Сперва Сева все думал, как бы их перехитрить и сохранить свою способность, «выздоровев». Но потом, честно говоря, он сам устал мотаться по белу свету, забыв себя. Кем он только не был! — даже одной из старух на лавочке у подъезда. Девочка из их дома, вечно в обнимку с парнем, почтительнейше приветствовала их гнездовье, а парень при этом на ней так и висел.
А однажды он бежал летней ночью полями в кромешной темноте, извергая семя, позади вспыхивали выстрелы погони, каждое мгновение могло оказаться последним, и после каждого выстрела он проживал отдельное новое счастье: не убит.
Его стала тяготить эта вездесущность, и он сам захотел, чтобы его замкнули в рамочки. Наконец его выписали. Целый день он слонялся по городу, привинчивая себя к постоянному месту, времени и сознанию. Домой пришел вечером. Дети спали. Он поглядел, как темнеют полукружия ресниц на нежном личике дочери, а про Руслана сказал Нине:
— Спит и забыл, кто он. Утром будет вспоминать. А со временем выучит себя наизусть и успокоится.

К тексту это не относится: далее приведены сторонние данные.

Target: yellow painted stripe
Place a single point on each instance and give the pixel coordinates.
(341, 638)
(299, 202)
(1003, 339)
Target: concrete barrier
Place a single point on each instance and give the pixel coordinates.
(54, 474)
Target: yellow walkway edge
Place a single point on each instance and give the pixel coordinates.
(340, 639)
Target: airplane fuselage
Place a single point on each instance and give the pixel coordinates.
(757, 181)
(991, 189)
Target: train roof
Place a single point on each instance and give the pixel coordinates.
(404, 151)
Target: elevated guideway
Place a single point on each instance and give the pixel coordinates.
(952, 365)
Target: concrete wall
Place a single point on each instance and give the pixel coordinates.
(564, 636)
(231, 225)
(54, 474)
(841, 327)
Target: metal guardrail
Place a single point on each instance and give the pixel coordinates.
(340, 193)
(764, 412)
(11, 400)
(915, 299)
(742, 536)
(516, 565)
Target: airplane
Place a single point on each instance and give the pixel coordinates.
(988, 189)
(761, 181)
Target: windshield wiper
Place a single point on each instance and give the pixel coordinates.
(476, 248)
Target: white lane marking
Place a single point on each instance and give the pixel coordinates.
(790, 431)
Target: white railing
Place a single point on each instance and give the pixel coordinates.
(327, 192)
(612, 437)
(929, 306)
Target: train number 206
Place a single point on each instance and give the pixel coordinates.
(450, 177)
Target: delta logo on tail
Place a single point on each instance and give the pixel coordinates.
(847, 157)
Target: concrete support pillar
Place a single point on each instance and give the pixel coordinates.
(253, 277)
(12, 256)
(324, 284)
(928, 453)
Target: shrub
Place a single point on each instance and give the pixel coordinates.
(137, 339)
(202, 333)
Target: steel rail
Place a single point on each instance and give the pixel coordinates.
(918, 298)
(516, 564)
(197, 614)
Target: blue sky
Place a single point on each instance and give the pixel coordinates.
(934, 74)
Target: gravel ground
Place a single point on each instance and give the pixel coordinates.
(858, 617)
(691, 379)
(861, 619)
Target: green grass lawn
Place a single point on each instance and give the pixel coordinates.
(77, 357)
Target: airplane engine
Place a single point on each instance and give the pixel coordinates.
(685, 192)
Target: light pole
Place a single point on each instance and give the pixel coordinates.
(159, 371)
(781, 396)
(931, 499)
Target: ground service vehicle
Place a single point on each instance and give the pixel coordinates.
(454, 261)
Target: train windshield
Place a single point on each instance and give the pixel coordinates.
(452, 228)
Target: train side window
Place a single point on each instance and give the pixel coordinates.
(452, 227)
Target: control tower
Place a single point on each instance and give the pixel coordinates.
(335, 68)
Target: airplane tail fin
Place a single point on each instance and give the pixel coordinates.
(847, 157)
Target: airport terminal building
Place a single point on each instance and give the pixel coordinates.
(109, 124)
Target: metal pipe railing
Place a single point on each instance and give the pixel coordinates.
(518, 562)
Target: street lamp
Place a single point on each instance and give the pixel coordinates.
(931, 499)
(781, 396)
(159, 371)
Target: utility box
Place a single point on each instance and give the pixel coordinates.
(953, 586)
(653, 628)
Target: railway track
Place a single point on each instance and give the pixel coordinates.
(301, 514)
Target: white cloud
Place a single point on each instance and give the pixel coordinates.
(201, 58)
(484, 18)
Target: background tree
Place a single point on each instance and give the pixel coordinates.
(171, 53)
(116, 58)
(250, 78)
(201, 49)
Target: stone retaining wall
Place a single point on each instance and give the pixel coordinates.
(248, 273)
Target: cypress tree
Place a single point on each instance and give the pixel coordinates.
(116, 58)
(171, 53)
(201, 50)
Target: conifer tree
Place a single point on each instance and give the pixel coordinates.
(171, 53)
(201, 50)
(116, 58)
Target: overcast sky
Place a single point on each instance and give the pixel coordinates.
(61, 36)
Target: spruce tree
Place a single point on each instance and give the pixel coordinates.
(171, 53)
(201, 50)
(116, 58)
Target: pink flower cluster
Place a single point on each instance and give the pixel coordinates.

— Пойдем… — шепотом позвала Нина.
Руслан слышал голоса родителей, но проснуться не сумел. Всю ночь его тревожило предвкушение счастья — что-то случилось, не Новый ли год? Надо было проснуться и посмотреть, но как раз показывали там такие сны, что не оторваться. Потом сны кончились, Руслан еще подождал — нет, стихло, больше ничего не покажут. И открыл глаза. Счастье пребывало неотступно, хотя он понял, что не Новый год, а осень. Он поднял голову от подушки и — вот оно! — папа спал на диване, вернулся папа, вот что. Он вскочил со своей постели, босиком перебежал комнату, остановился у дивана и дотронулся до папиного лица. Папа приподнял веки и увидел, как замер его сын в ожиданий совершенного счастья..
— Тебе уже лучше? — Сын не спросил, а попросил об этом.
Папа отрекся в этот миг от целого знания о мире, от единосущности сознания, его руки подхватили мальчика, вознесли и повлекли в тепло родительской постели, и папа потянулся со сна и застонал, а Руслан, затихнув, угнездился рядом с ним на подушке, обнятый его рукой, и счастливо моргал в потолок.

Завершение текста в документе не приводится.